The Securities and Exchange Commission filed 62 enforcement actions against public companies and their subsidiaries in the government’s 2017 fiscal year, a 33% drop from a year earlier. The cause of the drop was a paltry 17 cases filed in the second half of the year (April 1 to September 30), a period when the number of SEC actions usually increases.
Total monetary settlements against public company defendants also fell from the first half of fiscal 2017 to the second half, declining to $196 million from $1 billion.
The data, published Wednesday, are taken from the Securities Enforcement Empirical Database (SEED), a collaboration of New York University’s Pollack Center for Law & Business and Cornerstone Research.
The report did not give a reason for the drop in SEC cases, other than to say it corresponds to a change in leadership at the SEC. New SEC Chair Jay Clayton was confirmed by the Senate in May. In criticizing Clayton’s pro-industry leanings, Democrats have called him “one of the most loyal guardians of Wall Street.”

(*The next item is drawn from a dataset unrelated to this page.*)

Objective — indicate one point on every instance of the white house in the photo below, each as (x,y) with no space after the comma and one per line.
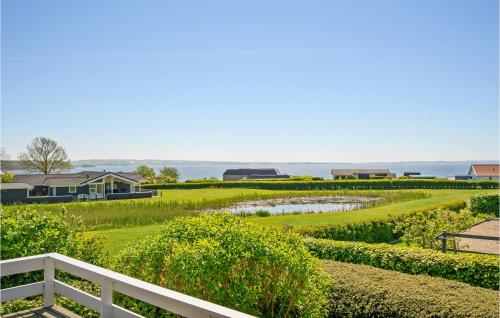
(485,172)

The number of defendants cooperating with the SEC was also down in the second half of fiscal 2017, with only 32% cooperating (versus 63% in the first half).
In other findings from the SEED report:
- “Issuer reporting and disclosure” continued to be the most frequent type of allegation against public-company defendants, accounting for 39% of enforcement actions.

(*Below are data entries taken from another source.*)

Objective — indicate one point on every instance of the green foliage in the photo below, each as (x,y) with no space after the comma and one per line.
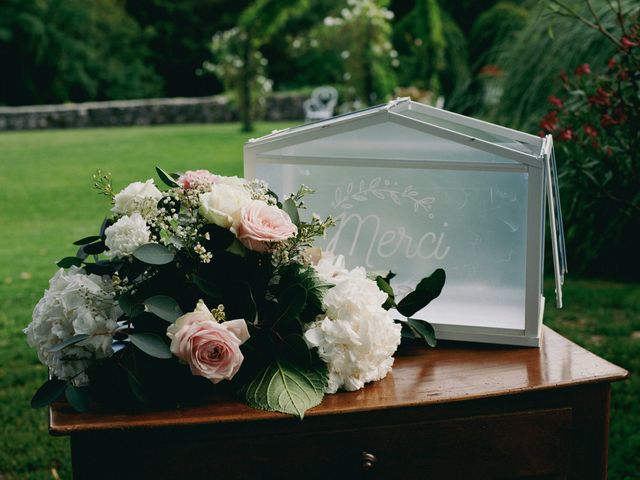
(72,50)
(595,122)
(532,59)
(358,39)
(287,388)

- There were 10 actions involving violations of the Foreign Corrupt Practices Act in fiscal year 2017, but only two after February. The report attributed this to the departure of Kara Novaco Brockmeyer, chief of the SEC’s FCPA unit since 2011.

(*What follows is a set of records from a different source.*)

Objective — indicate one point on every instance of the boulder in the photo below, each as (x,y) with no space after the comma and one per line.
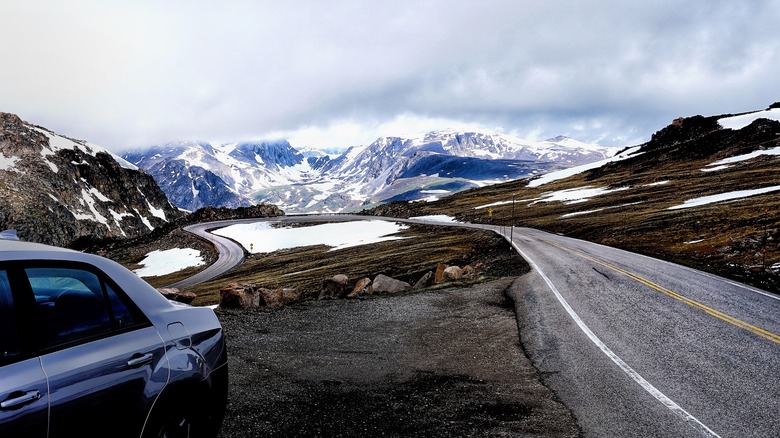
(238,296)
(341,278)
(362,287)
(276,298)
(440,273)
(331,288)
(383,283)
(176,294)
(425,281)
(452,273)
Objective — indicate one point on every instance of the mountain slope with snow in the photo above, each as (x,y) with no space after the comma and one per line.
(56,189)
(702,192)
(442,162)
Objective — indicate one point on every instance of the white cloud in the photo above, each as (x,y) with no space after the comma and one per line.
(123,74)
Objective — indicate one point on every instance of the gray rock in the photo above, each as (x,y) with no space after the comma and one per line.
(383,283)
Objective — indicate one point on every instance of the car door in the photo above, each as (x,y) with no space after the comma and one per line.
(105,362)
(23,389)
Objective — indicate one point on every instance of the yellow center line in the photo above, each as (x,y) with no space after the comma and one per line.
(693,303)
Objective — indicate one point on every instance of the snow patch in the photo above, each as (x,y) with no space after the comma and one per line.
(577,195)
(261,237)
(169,261)
(156,212)
(744,157)
(7,163)
(714,169)
(728,196)
(739,122)
(435,218)
(565,173)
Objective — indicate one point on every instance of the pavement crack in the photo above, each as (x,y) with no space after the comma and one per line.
(605,275)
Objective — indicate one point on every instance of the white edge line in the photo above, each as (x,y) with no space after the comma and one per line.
(647,386)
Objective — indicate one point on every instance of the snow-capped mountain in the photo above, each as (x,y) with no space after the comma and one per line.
(437,164)
(54,189)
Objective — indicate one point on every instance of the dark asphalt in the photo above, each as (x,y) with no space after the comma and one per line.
(635,346)
(707,345)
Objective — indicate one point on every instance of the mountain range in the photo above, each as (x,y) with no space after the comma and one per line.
(704,191)
(440,163)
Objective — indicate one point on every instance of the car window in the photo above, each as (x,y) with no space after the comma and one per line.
(71,303)
(9,342)
(123,315)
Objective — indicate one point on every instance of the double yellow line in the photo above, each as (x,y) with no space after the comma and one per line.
(693,303)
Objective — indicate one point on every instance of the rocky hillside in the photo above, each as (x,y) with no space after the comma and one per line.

- Penalties in the second half of fiscal year 2017 accounted for only 16% of total settlements, the lowest percentage for any half-year since SEED began tracking enforcement data in 2010.
- Allegations against investment advisers or investment companies were the most frequent type of enforcement action in the second half. “This is consistent with [Clayton’s] testimony that the commission … intends to focus more on investment professionals.” the report said.